Introduce llvm.loop.parallel_accesses and llvm.access.group metadata.

The current llvm.mem.parallel_loop_access metadata has a problem in that
it uses LoopIDs. LoopID unfortunately is not loop identifier. It is
neither unique (there's even a regression test assigning the some LoopID
to multiple loops; can otherwise happen if passes such as LoopVersioning
make copies of entire loops) nor persistent (every time a property is
removed/added from a LoopID's MDNode, it will also receive a new LoopID;
this happens e.g. when calling Loop::setLoopAlreadyUnrolled()).
Since most loop transformation passes change the loop attributes (even
if it just to mark that a loop should not be processed again as
llvm.loop.isvectorized does, for the versioned and unversioned loop),
the parallel access information is lost for any subsequent pass.

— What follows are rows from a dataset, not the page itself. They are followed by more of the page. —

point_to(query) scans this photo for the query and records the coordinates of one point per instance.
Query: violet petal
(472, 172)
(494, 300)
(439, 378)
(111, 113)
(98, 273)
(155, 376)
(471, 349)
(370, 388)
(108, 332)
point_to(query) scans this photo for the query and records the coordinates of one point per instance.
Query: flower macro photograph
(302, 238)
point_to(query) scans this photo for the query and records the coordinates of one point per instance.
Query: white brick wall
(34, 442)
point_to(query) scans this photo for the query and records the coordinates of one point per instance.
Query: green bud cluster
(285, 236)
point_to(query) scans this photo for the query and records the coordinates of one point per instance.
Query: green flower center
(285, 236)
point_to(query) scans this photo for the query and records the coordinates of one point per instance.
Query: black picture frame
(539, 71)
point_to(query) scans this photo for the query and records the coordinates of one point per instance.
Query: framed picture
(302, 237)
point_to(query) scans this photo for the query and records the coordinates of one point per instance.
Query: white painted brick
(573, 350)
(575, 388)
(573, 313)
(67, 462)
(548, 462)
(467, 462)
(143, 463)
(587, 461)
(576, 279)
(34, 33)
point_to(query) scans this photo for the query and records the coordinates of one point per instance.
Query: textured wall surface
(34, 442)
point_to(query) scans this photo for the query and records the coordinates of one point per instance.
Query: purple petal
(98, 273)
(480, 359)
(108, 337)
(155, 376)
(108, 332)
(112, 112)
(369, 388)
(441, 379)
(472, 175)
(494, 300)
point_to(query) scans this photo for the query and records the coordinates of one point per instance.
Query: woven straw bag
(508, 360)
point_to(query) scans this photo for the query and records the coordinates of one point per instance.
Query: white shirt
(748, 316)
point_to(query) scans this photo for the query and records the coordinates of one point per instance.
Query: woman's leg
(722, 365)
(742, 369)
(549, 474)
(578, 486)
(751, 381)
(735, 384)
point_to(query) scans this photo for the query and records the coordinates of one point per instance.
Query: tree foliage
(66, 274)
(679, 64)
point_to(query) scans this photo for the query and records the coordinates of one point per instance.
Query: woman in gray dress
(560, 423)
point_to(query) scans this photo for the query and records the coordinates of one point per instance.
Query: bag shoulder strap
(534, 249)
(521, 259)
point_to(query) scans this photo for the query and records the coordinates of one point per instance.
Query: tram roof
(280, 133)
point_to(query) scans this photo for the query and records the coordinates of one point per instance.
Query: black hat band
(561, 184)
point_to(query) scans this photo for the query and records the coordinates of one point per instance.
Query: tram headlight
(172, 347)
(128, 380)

This patch unlinks LoopIDs and parallel accesses.
llvm.mem.parallel_loop_access metadata on instruction is replaced by
llvm.access.group metadata. llvm.access.group points to a distinct
MDNode with no operands (avoiding the problem to ever need to add/remove
operands), called "access group". Alternatively, it can point to a list
of access groups. The LoopID then has an attribute
llvm.loop.parallel_accesses with all the access groups that are parallel
(no dependencies carries by this loop).

This intentionally avoid any kind of "ID". Loops that are clones/have
their attributes modifies retain the llvm.loop.parallel_accesses
attribute. Access instructions that a cloned point to the same access
group. It is not necessary for each access to have it's own "ID" MDNode,
but those memory access instructions with the same behavior can be
grouped together.

The behavior of llvm.mem.parallel_loop_access is not changed by this
patch, but should be considered deprecated.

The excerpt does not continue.